Windows stand alone:
http://www.stereotool.com/download/ster ... 41-023.exe
Winamp DSP:
http://www.stereotool.com/download/dsp_ ... 41-023.exe
VST32:
http://www.stereotool.com/download/vst_ ... 41-023.dll
I'm seeing a rather large CPU load difference when using the composite LIMITER (not clipper!) which I didn't expect and don't understand. So I'm curious what others are seeing.
Changes:
- Hard Limit for composite clipper caused very soft clicks every block!!! Also in older versions...
- Composite Limiter was running in a separate thread, and taking 2 ms extra latency. The new version does not do that anymore, and returns a cleaner spectrum, but it requires a bit more horse power from the PC because it doesn't run on a separate CPU anymore.
Older changes:
- Added HQ mode Not available, for testing only
- Improve Multiband3 and Singleband2 limiting and (to a lesser extent) compression for low latency settings. LQ output should sound similar to normal output! Fixing this will also improve audio at lower latency settings. Compressor is probably more or less ok, limiter is pretty horrible, also at lower latencies!
- Fixed Phase Rotation frequency effects at low latencies (need to compensate for loss at certain freqs in low latency modes)

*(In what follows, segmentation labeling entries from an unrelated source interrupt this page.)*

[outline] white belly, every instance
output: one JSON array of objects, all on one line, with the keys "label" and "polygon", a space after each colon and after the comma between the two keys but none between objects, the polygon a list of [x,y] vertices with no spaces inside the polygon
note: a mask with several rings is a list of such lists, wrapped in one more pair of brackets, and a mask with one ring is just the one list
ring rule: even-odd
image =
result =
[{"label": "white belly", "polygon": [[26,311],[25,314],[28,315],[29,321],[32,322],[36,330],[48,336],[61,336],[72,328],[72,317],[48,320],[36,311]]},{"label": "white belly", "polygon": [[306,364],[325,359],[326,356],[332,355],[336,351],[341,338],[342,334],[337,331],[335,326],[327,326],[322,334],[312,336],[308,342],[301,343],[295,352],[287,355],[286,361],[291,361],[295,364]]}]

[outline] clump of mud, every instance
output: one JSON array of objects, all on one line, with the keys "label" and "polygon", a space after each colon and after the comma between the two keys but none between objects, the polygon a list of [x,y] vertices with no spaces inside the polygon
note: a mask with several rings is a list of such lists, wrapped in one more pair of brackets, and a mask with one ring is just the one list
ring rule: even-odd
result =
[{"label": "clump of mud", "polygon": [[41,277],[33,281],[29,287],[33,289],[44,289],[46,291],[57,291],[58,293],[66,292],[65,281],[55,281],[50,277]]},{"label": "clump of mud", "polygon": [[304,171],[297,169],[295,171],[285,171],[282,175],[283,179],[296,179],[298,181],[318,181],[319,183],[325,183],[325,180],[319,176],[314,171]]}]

- Fixed AZIMUTH behavior at lower latencies
- AGC behaves slightly differently for lower latencies - Kinda OK. With shorter block size the drop for short spikes is bigger, which leads to a slightly lower overall output level. But I cannot easily fix that. Other differences are fixed now.
- Clipper (probably only ABDP) does not work well for latency 128. Yup -> if I lower the top bass freq from 400 to 200 Hz it's MUCH better. Fixed.
- Something removes low bass in low latency modes. -> EQ and other things. -> Improved. Difference is still large though.
Rewrote LQ Low Latency monitoring to use the normal processing code. Works reasonable, sound resembles that of the normal latency EXCEPT for the bass limiters and to a lesser extent the compressors in the multiband section. Memory usage for plugin version is reduced by more than 20 MB. Stand alone version might use slightly more than before.
- Fixed FOX TV Carbon Coder R128 normalization issue Waiting for feedback.
- Moved a lot of threads into a single thread. Might improve hiccups that some people have reported.
- Added Power Highs (it's in the same window as Power Bass).
- Moved Power Bass and Power Highs to before the wideband AGC to improve volume level consistency.
- Sudden fast rise of bass or highs is limited, new slider 'Release boost' added. I'm not really sure yet if this is ok; if there's a loud high or low sound it can push the band down a lot, and it comes down slower than before. If needed I can add something to allow it to come back faster after a short spike. Waiting for feedback first though.
- Sidechain checkbox removed (without that doesn't exist anymore).
Attempt #2: Redesigned Simple Clipper. Reduced CPU load.
- Reduced the memory usage
- Fixed most of the Stereo Image artifacts!!! "Deprecated" is removed from the sliders that were marked with it. See (*) for a cool new possibility!
- Removed some more unnecessary steps (AZIMUTH 2x, Stereo Boost 2x). 10 remaining.
Fixed 'Post filter for DC offset' problem.
52. Check CPU load. Start with checking if there's anything left that uses the 'unnecessary steps'. Sevdah Web preset: Data still gets converted 58 times... I think I need to do this one first, it should have some effect on the CPU load.
28 removed - next convert the 2 IIR filters so they can be optimized and the merge/split around it can be removed. I'm not measuring any effect from this though (but it makes the code simpler which is also good)
53. Noise Gate/Stereo Boost: Pre-calculate 1-cos() and sqrt() values.
55. Check MemoryPool behavior for cache improvements -> No effect measured, and might make behavior less constant.
56. Check if we can go in opposite direction for each next step to improve cache.
57. Check if lazy reverse FFT is an option. -> No, difficult and gain does not even seem to be measurable.
58. Created a separate class that performs the processing chain. Currently the same code is repeated twice (once for normal processing, once for low latency processing) - which means that a lot of code is duplicated and it's difficult to add extra chains. Most, not all, of that code is now moved elsewhere.
TO BE DONE:
- Spread over cores is not constant, which causes differences in performance. I *think* it might be the chain2() code that causes this. Actually it might be a good idea to get rid of that completely...
- Get rid of chain2() thread. This should also allow reducing the ASIO latency by 1 step (usually 1.5 ms). Hm.... Or not? I'm confused

- Composite Limiter effect no longer visible in GUI. (Is that bad?)
- New ASIO behavior: Push samples, read them back directly from buffer, skip whole Chain2 stuff. For HQ mode, add redundancy protection.
- Reduce stand alone version memory usage (unused low latency thread items can be removed.)
- Old Hard Limit for composite limiting was slightly tighter input level was very high. And had no overshoots; the new one does.